Janitor’s new purpose in life lasts approximately 36 hours, before he realizes the recycling bin, a whole 2 feet away, is much too far to walk when the trash can is right there. He’s paired with Elliot, who had been railing against the hypocrisy of her colleagues, for giving advice to their patients that they themselves don’t follow. Cox shows her a hard truth, though, pointing out that Elliot had chastised a patient for not eating while Elliot herself is the same height and almost the same weight. Hypocrite Barbie, he calls her. It’s been awhile since Cox came up with a good nickname, so that was nice. Elliot’s effort to be weight-gain pals with her patient falls short, though, when everyone points out what a hot body she has.

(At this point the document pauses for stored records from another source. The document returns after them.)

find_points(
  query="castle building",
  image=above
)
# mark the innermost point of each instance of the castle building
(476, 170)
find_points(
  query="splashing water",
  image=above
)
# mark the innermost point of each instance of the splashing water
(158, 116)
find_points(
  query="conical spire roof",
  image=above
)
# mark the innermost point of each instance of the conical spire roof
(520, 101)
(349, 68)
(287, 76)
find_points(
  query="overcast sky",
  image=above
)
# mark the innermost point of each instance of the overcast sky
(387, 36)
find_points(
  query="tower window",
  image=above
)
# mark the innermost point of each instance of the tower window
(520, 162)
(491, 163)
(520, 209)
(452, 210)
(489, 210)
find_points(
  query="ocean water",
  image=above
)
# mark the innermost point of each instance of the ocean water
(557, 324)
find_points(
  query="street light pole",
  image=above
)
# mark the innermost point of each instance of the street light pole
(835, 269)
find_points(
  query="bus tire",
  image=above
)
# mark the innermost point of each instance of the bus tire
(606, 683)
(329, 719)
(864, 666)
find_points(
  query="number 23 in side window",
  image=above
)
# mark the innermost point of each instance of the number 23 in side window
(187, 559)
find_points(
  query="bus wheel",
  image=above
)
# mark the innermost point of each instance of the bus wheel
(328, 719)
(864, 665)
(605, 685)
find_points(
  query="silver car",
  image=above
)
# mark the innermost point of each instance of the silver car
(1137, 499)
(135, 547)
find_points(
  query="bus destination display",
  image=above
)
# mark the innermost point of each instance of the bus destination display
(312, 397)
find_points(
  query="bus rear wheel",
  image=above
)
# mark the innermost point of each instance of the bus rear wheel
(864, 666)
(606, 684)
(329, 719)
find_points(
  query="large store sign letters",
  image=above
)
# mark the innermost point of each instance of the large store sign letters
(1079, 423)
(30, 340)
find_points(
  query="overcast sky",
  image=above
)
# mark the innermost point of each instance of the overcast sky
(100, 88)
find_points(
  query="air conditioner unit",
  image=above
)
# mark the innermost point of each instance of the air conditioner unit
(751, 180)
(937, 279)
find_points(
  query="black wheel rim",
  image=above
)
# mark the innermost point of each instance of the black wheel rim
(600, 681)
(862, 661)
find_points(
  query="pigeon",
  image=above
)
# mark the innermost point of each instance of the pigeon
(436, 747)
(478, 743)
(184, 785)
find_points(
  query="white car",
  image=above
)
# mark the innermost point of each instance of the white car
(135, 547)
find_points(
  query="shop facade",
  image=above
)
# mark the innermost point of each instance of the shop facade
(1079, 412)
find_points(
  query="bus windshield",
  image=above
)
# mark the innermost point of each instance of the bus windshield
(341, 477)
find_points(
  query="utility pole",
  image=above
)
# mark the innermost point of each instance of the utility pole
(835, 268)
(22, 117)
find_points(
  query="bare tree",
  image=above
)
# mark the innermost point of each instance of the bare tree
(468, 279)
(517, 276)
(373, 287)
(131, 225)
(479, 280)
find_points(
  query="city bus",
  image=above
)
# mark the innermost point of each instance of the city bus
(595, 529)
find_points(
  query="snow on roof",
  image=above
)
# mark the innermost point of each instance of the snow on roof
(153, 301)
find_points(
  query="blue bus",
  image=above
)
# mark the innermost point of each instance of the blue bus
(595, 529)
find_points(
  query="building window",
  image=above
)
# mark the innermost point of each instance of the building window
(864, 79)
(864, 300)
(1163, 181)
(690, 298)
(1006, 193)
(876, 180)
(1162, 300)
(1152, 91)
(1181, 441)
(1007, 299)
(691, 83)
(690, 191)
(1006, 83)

It’s up to Carla to again pick everyone up, telling them they’re human. At least the writers acknowledge the staleness on display here, even having Carla mention that she gave this speech to Elliot and J.D. two weeks ago. Then again, maybe it’s a lame nod to NBC’s “Green Week” by recycling old jokes. Still, PLEASE, give this woman something to do!

Turk’s “grow up” speech to J.D. is much more effective, even more so considering that he delivers it with his head painted as a basketball. Sure, he can play silly games (Toe or Finger, anyone?) while J.D. is around, but the rest of the time, it’s all about being a dad, paying bills and saving up for a house. When he asks J.D. if he’s even baby-proofed his apartment yet, or learned how to change a diaper, J.D. lamely asks if there’s an instruction manual on the box.

Cut to J.D. asking Dan if he wants to go meet his nephew. Kim is nowhere to be seen (Elizabeth Banks’ contract must be up), but we’re treated to a nice moment of the brothers basking in the glow of newborn Sammy. In the car, Dan remarks, “He looks like Dad.” “I know,” J.D. says. A solid way to end an uneven episode. If this is Dan’s last appearance, he goes off just right.

Trend: The T-shirts worn by J.D. and Turk continue to be interesting. Last week, we got Turk’s ’80s-style “Transformers” shirt, and this week J.D. was sporting a shirt featuring an American football with “Soccer” written underneath it. Given the character’s lack of sports knowledge (“I sure hope Bonds wins at that game he plays … I want to say tennis.”), it’s a gag that works on many levels.